# Notebook kühlen - sinnvoll?



## Nina (15. Juni 2006)

Hallo Ihr!

Jetzt von mir auch mal eine Hardwarefrage 

Hatte gestern auf meinem Asus Pro60 mal ausnahmesweise ein Spiel testen wollen (sonst arbeite ich nur damit), aber nach dem Intro war das Ding bereits so heiß das man ihn als Gartengrill verwenden hätte können (außerdem roch es sogar schon fies  ) 

Ich muß sagen das Notebook ist erfahrungsgemäß nie das kühlste, und gerade jetzt bei über 30° Aussentemperatur wohl erst recht nicht, deshalb meine Frage:

Hat hier jemand Erfahrungen mit Notebook Kühlpads? Sowas hier mein ich:

klick

Bringen die was? Überlege halt ob ich sowas kaufen sollte.
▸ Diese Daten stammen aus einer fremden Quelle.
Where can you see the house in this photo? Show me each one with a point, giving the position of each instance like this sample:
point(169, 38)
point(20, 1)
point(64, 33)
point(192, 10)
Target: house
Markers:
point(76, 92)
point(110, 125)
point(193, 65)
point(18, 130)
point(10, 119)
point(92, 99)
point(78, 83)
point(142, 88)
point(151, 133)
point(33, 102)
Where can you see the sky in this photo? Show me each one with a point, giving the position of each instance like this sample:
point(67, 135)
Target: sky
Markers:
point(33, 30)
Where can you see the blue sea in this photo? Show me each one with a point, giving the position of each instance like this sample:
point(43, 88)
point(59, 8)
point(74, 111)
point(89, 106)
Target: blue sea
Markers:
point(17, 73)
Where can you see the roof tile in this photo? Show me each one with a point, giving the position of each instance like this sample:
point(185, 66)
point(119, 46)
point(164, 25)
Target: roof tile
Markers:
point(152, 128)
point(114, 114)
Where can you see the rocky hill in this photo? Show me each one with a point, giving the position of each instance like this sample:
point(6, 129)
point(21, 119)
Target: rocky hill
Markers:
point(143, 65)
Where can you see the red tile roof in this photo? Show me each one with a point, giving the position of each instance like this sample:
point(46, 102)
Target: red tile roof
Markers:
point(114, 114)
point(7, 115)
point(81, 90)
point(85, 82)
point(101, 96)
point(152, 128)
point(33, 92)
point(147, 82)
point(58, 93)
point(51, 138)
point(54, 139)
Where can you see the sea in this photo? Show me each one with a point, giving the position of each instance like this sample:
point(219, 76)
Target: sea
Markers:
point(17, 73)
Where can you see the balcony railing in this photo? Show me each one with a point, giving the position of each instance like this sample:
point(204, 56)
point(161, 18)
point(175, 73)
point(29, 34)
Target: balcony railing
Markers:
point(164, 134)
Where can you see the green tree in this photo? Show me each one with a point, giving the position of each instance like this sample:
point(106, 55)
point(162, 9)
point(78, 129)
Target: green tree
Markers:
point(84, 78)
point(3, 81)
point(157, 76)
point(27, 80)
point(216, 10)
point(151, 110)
Kann so ein Pad tatsächlich die Lebensdauer eines Notebooks erhöhen. (Es ist erst ein halbes Jahr alt, und derzeit mein Hauptarbeitsrechner, deshalb wollte ich es schon gern noch etwas erhalten  )

Ach so, der Lüfter ist übrigens in Ordnung, hab ihn mir angeschaut, nix verschmutzt oder so...und laut Monitoring Tools rennt auch sonst alles einwandfrei. 

Werte sind im "Leerlauf" beim Rechner im Moment:

Motherboard:  58°
CPU:             62°
Festplatte :    51°

Um wieviel würden die denn wohl ungefähr runter gehen mit einem Kühlpad?

Wär toll wenn jemand Erfahrung damit hat oder mir etwas raten könnte 

Liebe Grüße
Nina


----------